To this point, the CMIP models, when run with past boundary conditions and initial conditions, diverge greatly from the actual historic data, which tells us the "Climate Science" is rather crude, and that Climate Models are dangerous for making future predictions. This is true because 2 of the most important factors in climate are absent from current models.
This is well documented by Lindzen and Happer, but the Climate fanatics won't talk about it.
I am opposed to wasting any more money and/or resources on climate modeling except as pertains to hypothesis testing. We should put that money into something that is actually useful, and not a Welfare-for-Climate-Scientists program.
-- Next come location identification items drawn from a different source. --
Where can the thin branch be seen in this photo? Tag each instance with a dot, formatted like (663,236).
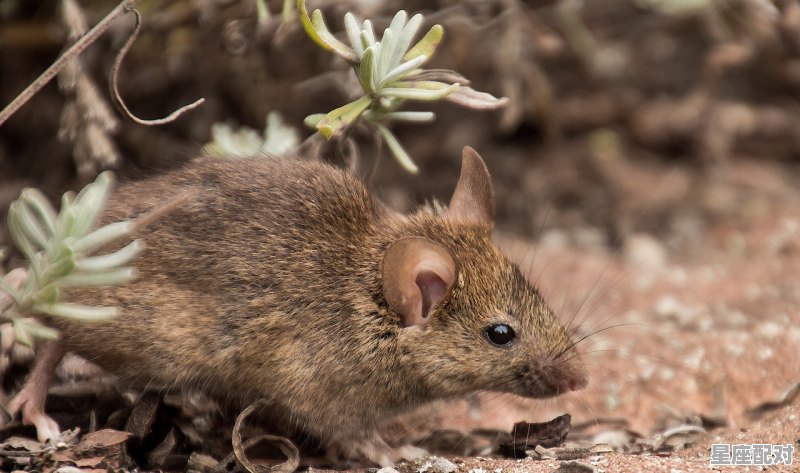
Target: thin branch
(59,64)
(115,90)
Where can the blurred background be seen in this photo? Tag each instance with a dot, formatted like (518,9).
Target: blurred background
(645,167)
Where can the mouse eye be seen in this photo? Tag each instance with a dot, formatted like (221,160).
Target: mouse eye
(500,334)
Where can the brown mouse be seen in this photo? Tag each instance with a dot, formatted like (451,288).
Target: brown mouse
(287,281)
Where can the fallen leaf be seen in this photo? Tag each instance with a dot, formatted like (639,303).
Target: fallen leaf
(526,435)
(103,438)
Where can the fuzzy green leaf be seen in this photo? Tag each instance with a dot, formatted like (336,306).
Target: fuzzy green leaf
(342,116)
(77,311)
(427,45)
(424,90)
(318,31)
(397,149)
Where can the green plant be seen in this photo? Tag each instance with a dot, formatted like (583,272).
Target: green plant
(389,71)
(61,252)
(277,138)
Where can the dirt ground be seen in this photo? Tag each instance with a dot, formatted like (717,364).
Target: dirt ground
(645,174)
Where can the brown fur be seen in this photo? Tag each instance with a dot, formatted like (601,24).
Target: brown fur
(268,285)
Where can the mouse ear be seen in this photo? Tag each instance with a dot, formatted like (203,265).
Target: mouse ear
(417,274)
(473,199)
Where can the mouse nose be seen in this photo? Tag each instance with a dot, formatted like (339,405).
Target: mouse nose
(567,376)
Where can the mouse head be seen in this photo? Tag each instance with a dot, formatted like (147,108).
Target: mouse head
(472,319)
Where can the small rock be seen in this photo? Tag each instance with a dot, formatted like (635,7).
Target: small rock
(441,465)
(642,250)
(575,467)
(387,469)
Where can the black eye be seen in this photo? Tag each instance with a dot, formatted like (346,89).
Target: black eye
(500,334)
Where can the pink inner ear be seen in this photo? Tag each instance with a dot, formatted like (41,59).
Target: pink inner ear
(432,288)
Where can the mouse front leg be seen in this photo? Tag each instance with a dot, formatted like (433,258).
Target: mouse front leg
(374,449)
(30,400)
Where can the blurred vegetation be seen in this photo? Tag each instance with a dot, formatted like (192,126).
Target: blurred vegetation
(623,115)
It takes a chest full of hubris to move from "All models are wrong. Some are useful" and "Climate is a non-linear chaotic system. Therefore long-term predictions of climate are not possible." to the idea of a digital twin of earth. To even attempt it assumes that all relevant physical relationships are already completely understood. Never mind about the failure of the models to predict this year's hurricanes. Never mind about the inability of the models to deal with clouds. Wow. I am awed by the arrogance of the modelers.